Harper can hardly remember a time when Cole wasn’t practically a part of her family, but her unrequited crush has kept her in avoidance mode for the past several years. It’s one thing to develop feelings for your best childhood friend, but it’s quite another when that same friend dated your beautiful sister for years in high school. But when family loss and responsibilities bring her home, her feelings are hard to deny, and when Cole seems to reflect some of those very same feelings, things just might get messy.

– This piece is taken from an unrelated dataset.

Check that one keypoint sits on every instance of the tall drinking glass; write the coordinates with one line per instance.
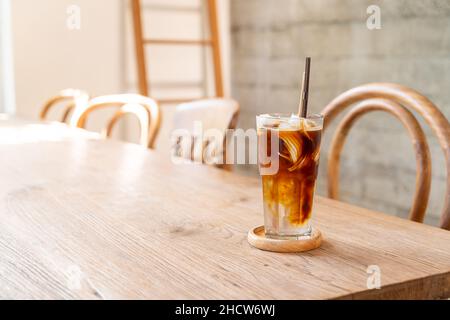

But... There’s a LOT to this story, so much more than just simple romance. There are family issues, problems with the ranch they’ve inherited and now have to figure out how to save, arguments about preserving the land versus drilling for oil, and a whole host of other drama to deal with. And to be honest, it’s all really interesting and kept The Bride Wore Denim from being just another predictable romance novel. But with all that going on in the characters’ lives, the romance part was extremely slow to develop. I can’t say I got bored, but I definitely began to wonder if they were ever going to get around to that first kiss, much less anything else. Having read it now, I can tell you that yes, it happens eventually, but it’s a long, long wait, so this book is definitely not for the impatient.

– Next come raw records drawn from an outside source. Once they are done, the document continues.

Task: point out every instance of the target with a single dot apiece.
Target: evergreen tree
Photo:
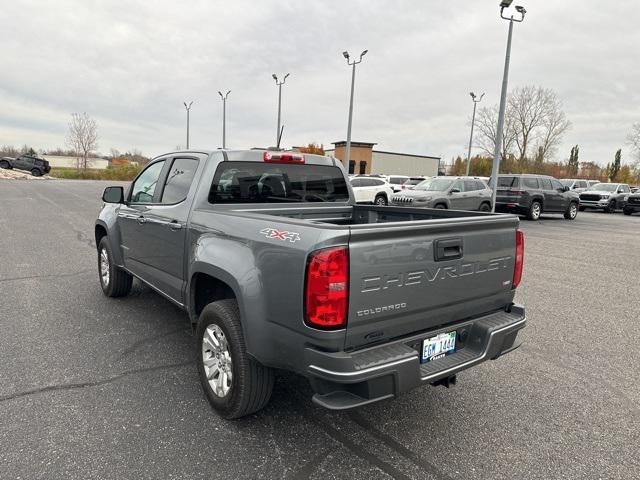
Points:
(614, 168)
(574, 161)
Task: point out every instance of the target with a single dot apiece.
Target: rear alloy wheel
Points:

The Verdict: As I mentioned, The Bride Wore Denim had an awful lot happening all at once, very much like it does in real life. With the death of her father, it’s now up to Harper and her sisters to figure out what to do with the ranch, whether to pursue oil on the land (and potentially destroy part of it in the process), how to deal with a second tragedy, whether to continue pursuing their dreams and careers or give it all up to come home… And that’s not the half of it. But while I may have been itching for Harper and Cole to finally give into their feelings just the tiniest bit, I can also appreciate that these characters and their lives were so well developed that the story wasn’t just all about finding a happily ever after. It was certainly about love but also about family and all the other obstacles life throws at people whether they’re ready or not.

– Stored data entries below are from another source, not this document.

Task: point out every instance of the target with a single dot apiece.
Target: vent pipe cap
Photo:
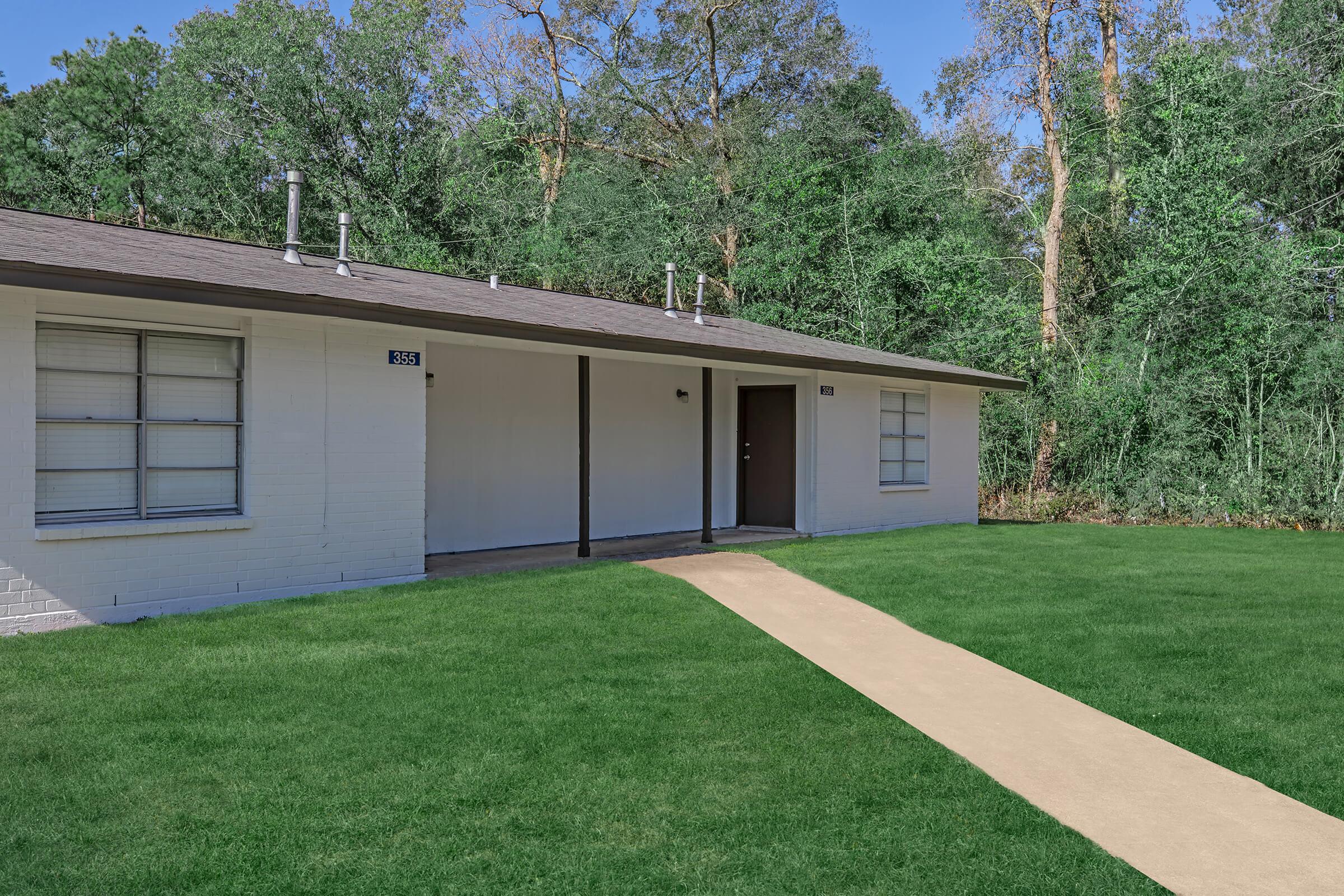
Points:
(344, 220)
(670, 307)
(293, 179)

Harper pretty much had me at cochins. While she grew up, went to school, and began pursuing an art career, she was definitely a country girl at heart, and how could I not identify with that? She was the best combination of awkward, passionate, intelligent, and creative, and while she could admit to herself that she had some feelings for Cole, she was loyal enough to her sister that she tried to tamp down those feelings — and realistic enough to be a little squicked out about their dating history. And Cole, who could have tried to rush things once he realized Harper had at least some feelings for him, was just better than that, knowing that Harper had an overly full plate and respecting her enough that he didn’t push to complicate her life with a relationship before she was ready.
But I think what stood out most about the story was the realistic and detailed way it reflected just how difficult and chaotic life can be. There’s grief over the loss of Harper’s father, issues getting along with her sisters, disagreements about who should take on what responsibilities, and exactly the kind of conflict and unconditional love that is simply normal family dynamics — on top of the romantic interest! Selvig could have written her characters and plot to immediately launch into saving the ranch and pursuing a relationship, but instead she allowed them to marinate in indecision and complicated choices, making sure they didn’t rush headlong into some pre-determined future or serendipitously stumble upon the magic answer to every problem. Sure, I was a bit on the impatient side regarding the delay of the kissy parts, but I can’t deny that the thickly woven, detail-rich plot had me hooked within the first chapter. It’s impossible not to want every other book in this series right this minute.